Mucus: Since I’m already an outlaw, I can just ignore all of your stupid gun bans, right?
Tilly: Well I… uh…you gun advocates are all alike! You just want to shoot bad guys and hide behind the Second Amendment! And we ALL know it was really about strap-less gowns!
Lark: What is a strapless gown, Pa?
Mucus: I’m not rightly sure, son.
Tilly: You know the Constitutional right to bare arms.
Mucus: Look, lady, I’m just a sodbuster from the Nations.

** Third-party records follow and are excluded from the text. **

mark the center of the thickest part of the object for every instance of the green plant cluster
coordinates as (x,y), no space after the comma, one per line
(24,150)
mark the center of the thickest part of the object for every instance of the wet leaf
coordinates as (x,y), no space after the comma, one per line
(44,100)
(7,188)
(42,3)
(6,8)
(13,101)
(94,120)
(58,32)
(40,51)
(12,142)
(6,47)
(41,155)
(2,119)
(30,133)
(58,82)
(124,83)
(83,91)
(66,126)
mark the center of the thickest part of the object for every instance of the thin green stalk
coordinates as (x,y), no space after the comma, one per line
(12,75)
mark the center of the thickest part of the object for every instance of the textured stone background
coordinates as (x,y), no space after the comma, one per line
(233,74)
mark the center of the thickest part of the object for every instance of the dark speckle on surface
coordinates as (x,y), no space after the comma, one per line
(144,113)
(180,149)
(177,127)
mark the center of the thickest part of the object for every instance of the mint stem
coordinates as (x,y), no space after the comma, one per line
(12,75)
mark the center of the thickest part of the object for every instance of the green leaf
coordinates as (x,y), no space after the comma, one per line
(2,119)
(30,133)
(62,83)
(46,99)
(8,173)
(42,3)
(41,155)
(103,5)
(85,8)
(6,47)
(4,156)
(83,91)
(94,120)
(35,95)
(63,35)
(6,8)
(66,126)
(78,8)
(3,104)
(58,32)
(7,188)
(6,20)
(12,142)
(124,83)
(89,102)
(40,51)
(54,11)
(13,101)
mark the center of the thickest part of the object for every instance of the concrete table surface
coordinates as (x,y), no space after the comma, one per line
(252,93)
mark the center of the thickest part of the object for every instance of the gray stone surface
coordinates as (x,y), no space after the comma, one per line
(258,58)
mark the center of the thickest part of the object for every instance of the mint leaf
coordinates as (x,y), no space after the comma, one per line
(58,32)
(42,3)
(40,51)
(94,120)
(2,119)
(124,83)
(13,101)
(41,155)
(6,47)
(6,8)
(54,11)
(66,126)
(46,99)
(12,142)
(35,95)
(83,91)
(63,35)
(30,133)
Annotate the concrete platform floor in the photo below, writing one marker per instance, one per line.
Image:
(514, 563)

Formica: Oh, you mean an agricultural husbandry engineer.
Mucus: What?
Formica: That’s what we call them round here. You being homeless and all we also have to label you a habitat disadvantaged vagrant, too.
Tilly: Vagrant? Why, this man is a gun-toting, child corrupting, male chauvinist, NAZI who’s probably fascist too! Do you duty, Marshal, and take his gun away from him.
Formica: I’d really rather not do that, Tilly.
Tilly: And….Why not?
Formica: Because I’m not an outlaw. He’s got a gun…I don’t!
Tilly: And….Why not?
Formica: Because YOU made it against the law to own one.
Tilly (pause) Oh. Well, as head of LCI chapter 2107, I must insist that all guns are evil and must be banished so that we can kill each other with clubs, knives and spears like civilized people.
Mucus: Guns are just tools, Tilly. Neither good nor evil. Only men are good or evil.
Old Timer: She wouldn’t know, sonny. She ain’t had one in nigh on fifty years.
Tilly: You’re so noble sounding about your tools of death! There’s nothing you can do about it. I will pass laws that will make guns contraband anywhere and there’s nothing you can do to stop me.
Mucus: Well…., I can think of one thing that might.
Tilly: What’s that, Mr. McCain?
Mucus: You don’t have a gun do you, Tilly?
Tilly: No! Of course not! Having a gun could get me killed!
Mucus: Good. That’s all I wanted to know.
(SFX: Gunshots)
(MUSIC: End “Rifleman” Theme)
Announcer: (speaking over theme music) Well…..Who would have thought that a gun control group would shoot their mouths off? And who would have though Mucus would have been such a snot? Tune in next time Boys and Girls , when you here Lark say:
Lark: How do you flush this thing, Pa?